FDA Grants Priority Review for New Use for Pfizer’s Xalkori

The US Food and Drug Administration has accepted and granted priority review for a supplemental new drug application (sNDA) for Xalkori (crizotinib) for the treatment of patients with metastatic non-small cell lung cancer (NSCLC) whose tumors are ROS1-positive. In April 2015, Xalkori received breakthrough therapy designation by the FDA for this potential indication. If approved, Xalkori would be the first FDA-approved biomarker-driven therapy for the treatment of ROS1-positive metastatic NSCLC, according to Pfizer. Xalkori is currently indicated for patients with metastatic NSCLC whose tumors are anaplastic lymphoma kinase (ALK)-positive as detected by an FDA-approved test.
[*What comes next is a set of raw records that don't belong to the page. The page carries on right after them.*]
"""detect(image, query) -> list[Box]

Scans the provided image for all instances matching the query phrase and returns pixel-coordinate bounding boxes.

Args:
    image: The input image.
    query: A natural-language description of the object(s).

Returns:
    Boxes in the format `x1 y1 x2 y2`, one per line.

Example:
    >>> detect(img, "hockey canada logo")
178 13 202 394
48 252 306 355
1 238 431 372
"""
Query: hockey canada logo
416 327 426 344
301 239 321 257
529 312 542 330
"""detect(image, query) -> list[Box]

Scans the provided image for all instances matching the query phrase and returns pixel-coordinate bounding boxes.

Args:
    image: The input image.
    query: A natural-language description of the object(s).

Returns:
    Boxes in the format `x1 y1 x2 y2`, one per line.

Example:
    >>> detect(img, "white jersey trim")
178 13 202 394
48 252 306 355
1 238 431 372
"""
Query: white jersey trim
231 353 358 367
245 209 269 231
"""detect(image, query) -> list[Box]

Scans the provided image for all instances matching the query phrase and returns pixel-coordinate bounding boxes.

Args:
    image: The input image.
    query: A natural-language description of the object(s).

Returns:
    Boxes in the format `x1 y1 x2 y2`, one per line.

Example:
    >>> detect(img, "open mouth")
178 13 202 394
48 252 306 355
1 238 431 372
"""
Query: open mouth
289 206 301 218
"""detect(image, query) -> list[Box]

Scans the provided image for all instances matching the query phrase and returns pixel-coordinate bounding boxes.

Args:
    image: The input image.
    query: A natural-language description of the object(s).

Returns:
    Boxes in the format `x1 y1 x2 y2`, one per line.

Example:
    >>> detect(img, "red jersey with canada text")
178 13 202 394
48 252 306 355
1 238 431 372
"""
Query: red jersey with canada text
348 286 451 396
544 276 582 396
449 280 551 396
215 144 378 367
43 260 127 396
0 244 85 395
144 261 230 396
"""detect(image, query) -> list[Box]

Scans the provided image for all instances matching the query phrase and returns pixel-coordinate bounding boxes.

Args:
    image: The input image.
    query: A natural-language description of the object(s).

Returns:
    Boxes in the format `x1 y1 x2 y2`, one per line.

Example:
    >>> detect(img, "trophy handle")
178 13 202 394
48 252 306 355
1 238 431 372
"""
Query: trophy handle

The projected FDA action date is April 2016.

Priority review status accelerates FDA review time from 10 months to a goal of six months from the day of acceptance of filing and is given to drugs that may offer major advances in treatment or may provide a treatment for which no adequate therapy existing therapies.

ROS1 rearrangement occurs when the ROS1 gene attaches to another gene and changes the way each gene normally functions, which can contribute to cancer-cell growth. Epidemiology data suggest that ROS1 rearrangements occur in approximately one percent of NSCLC cases. Of the estimated 1.5 million new cases of NSCLC worldwide each year, roughly 15,000 may be driven by oncogenic ROS1 fusion, according to information from the company.